The bottom line: Any suggestion that the EU open-borders policy disadvantages the UK is baseless, and any claim that the EU has a negative impact on non-Europeans wishing to immigrate to the UK is a lie.

The claim: The EU is an anti-democratic organisation.

The facts: There are three bodies involved in EU legislation. The Council of the EU (made up of government ministers of EU countries) and the EU Parliament (elected by citizens of EU countries by proportional representation) are the only bodies which pass EU laws and policies. The European Commission just draws up proposals for new EU legislation to be voted on; it cannot pass laws. It comprises 28 Commissioners – one for each EU country – who are suggested by their respective governments and must be voted in by the European Parliament. The Commission’s own president must be supported by the majority of members of the European Parliament to be elected.

The bottom line: Legislation and laws are passed by EU countries’ government ministers and elected European Parliament members. Those involved in writing and enforcing legislation are elected by Parliament members and EU heads of state. This procedure is different to the one at, say, Westminster, but all contemporary so-called democratic governments are somewhere on a spectrum between democracy and bureaucracy. “The EU is anti-democratic” is an empty and hypocritical claim.

The claim: We won’t lose out on Erasmus, non-EU countries already take part in the programme. We can be like Switzerland!

The facts: Switzerland first participated in Erasmus in the academic year 19923, but in the same year voted against joining the EEA, ending its participation in all EU education programmes. In the early 2000s Switzerland and the EU signed agreements including freedom of movement, and in 2011 Switzerland regained full participation in Erasmus; but its eligibility was revoked again in 2014 after it voted to limit immigration through quotas, breaking its free movement treaties. The Swiss government then arranged the interim solution of allocating $25million to fund Swiss students studying in Europe and Europeans studying in Switzerland, allowing an exchange programme to continue. Today it is an Erasmus Partner Country, meaning it can participate under certain conditions.

The bottom line: Free movement of people is an EU requirement for participation in its education programmes. As the UK does not intend to keep its open-borders policy if it leaves the EU, it will struggle to maintain its full participation status, and considering the UK’s domestic education policies, it is unlikely to set up an interim programme, Switzerland-style.

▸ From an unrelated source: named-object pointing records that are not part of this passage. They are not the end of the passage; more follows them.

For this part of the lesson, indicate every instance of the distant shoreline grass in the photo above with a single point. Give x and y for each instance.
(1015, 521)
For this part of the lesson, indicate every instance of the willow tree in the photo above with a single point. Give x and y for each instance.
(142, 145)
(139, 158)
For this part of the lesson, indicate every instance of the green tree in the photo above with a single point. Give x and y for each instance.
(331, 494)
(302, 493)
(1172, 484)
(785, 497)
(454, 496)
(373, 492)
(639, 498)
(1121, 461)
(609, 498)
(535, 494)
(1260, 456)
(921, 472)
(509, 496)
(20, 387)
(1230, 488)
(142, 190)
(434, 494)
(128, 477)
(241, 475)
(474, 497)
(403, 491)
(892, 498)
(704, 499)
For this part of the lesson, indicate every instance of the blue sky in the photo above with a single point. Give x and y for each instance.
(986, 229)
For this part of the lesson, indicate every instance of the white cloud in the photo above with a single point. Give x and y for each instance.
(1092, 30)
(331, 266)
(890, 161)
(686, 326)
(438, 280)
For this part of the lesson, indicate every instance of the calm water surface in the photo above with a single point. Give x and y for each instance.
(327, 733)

The claim: Leaving the EU won’t affect European stability. It’s not a peacekeeping mechanism and there’s no European war coming anyway.

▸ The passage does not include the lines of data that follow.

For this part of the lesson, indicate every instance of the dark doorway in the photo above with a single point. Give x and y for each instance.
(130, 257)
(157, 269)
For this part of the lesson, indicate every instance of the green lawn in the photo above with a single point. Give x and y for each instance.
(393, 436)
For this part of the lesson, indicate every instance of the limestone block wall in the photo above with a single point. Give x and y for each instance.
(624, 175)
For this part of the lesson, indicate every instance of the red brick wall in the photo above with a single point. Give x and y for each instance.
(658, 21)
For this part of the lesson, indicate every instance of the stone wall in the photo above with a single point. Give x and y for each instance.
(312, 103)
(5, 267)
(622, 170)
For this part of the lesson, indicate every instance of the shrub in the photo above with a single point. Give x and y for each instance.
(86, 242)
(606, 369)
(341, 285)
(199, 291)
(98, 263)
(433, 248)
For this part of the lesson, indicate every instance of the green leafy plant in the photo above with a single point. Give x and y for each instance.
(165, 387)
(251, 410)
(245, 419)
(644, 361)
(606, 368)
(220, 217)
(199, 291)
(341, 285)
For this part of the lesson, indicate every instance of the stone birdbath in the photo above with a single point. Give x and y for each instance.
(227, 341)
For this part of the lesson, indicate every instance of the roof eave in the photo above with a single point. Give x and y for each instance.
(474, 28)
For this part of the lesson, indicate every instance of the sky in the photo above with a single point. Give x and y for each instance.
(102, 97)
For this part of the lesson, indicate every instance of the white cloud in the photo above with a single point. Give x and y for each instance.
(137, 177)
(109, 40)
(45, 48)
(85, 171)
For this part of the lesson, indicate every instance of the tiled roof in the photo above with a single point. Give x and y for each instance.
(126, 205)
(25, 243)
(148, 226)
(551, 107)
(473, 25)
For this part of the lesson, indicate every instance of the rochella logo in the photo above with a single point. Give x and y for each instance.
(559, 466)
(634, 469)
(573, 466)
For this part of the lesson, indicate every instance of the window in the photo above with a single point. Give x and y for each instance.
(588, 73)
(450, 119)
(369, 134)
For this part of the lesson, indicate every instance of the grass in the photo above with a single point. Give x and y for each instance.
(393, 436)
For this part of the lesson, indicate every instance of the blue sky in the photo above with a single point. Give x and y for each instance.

The facts: The EU started in 1950, uniting European countries to secure lasting peace after a long era of prevailing wars. The 1990s saw the fall of communism and completion of the single market, including freedom of movement, with European nations on closer terms than ever. Today, across Europe, the political far-right is on the rise. For instance, this April, the Freedom Party of Austria lost the second round of presidential elections by less than 1% of the votes, and in March the Alternative for Germany party won over 13% of the votes in German local elections. What these and other far-right parties across Europe have in common is extreme nationalism and xenophobic anti-immigration policies.

The bottom line: Countries united economically and politically are less likely to go to war against each other. It is easy in a time of peace to forget that war could ever again happen in Europe, but this is ignoring history to the point of denial. If the UK leaves the EU, the moderate European governments will continue their peaceful relations – but with the alarming Europe-wide rise of nationalism and xenophobia, which European governments we will see in 10 years? In 20 years?